Rishi Sunak Defends Record in Last Speech as Prime Minister

Rishi Sunak addressed the nation for the last time on Friday as Britain’s prime minister, apologizing for his failings and accepting responsibility for his Conservative Party’s catastrophic election performance but defending his economic record.

“To the country, I would like to say first and foremost, I am sorry,” said Mr. Sunak in a brief but dignified statement in Downing Street. “I have heard your anger, your disappointment. And I take responsibility for this loss.”

The outgoing leader spoke for about four minutes, with his wife, Akshata Murty, looking on. He then began the short journey to Buckingham Palace to offer his resignation to King Charles III.

The election defeat is a seismic political moment in Britain, ending 14 years of Conservative government. Mr. Sunak said he would step aside as leader of his party — but only once formal arrangements to choose his successor are in place. He remains a lawmaker, having won re-election to his parliamentary seat in Yorkshire.

Criticized by some colleagues for calling the general election earlier than expected, Mr. Sunak acknowledged his failures both to the Conservative Party and to the nation. But he also defended his record, arguing that inflation had fallen, economic growth had returned and Britain had enhanced its standing in the world in the less than two years he was prime minister.

“I’m proud of those achievements,” he said. “I believe this country is safer and more secure than it was 20 months ago.”

He also praised his successor, Keir Starmer, whom he called a “decent, public-spirited man who I respect.”

“In this job, his successes will be all our successes, and I wish him and his family well,” Mr. Sunak said.

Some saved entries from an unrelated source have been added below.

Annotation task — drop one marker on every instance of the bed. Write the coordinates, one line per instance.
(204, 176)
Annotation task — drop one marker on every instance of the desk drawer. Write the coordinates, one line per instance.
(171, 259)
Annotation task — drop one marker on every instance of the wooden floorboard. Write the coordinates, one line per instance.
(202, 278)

The statement marks the end of the political road, at least for now, for the 44-year-old former hedge fund manager who enjoyed a meteoric rise in public life. Mr. Sunak entered Parliament in 2015 and served as chancellor of the Exchequer during the coronavirus pandemic, when he offered generous financial support to keep workers in employment.

“This is a difficult day at the end of a number of difficult days but I leave this job honored to have been your prime minister,” Mr. Sunak said.

He offered a personal note, saying that he was proud to have been Britain’s first prime minister of Hindu faith.

“One of the most remarkable things about Britain is just how unremarkable it is that two generations after my grandparents came here with little, I could become prime minister and that I could watch my two young daughters light Diwali candles on the steps in Downing Street,” he said.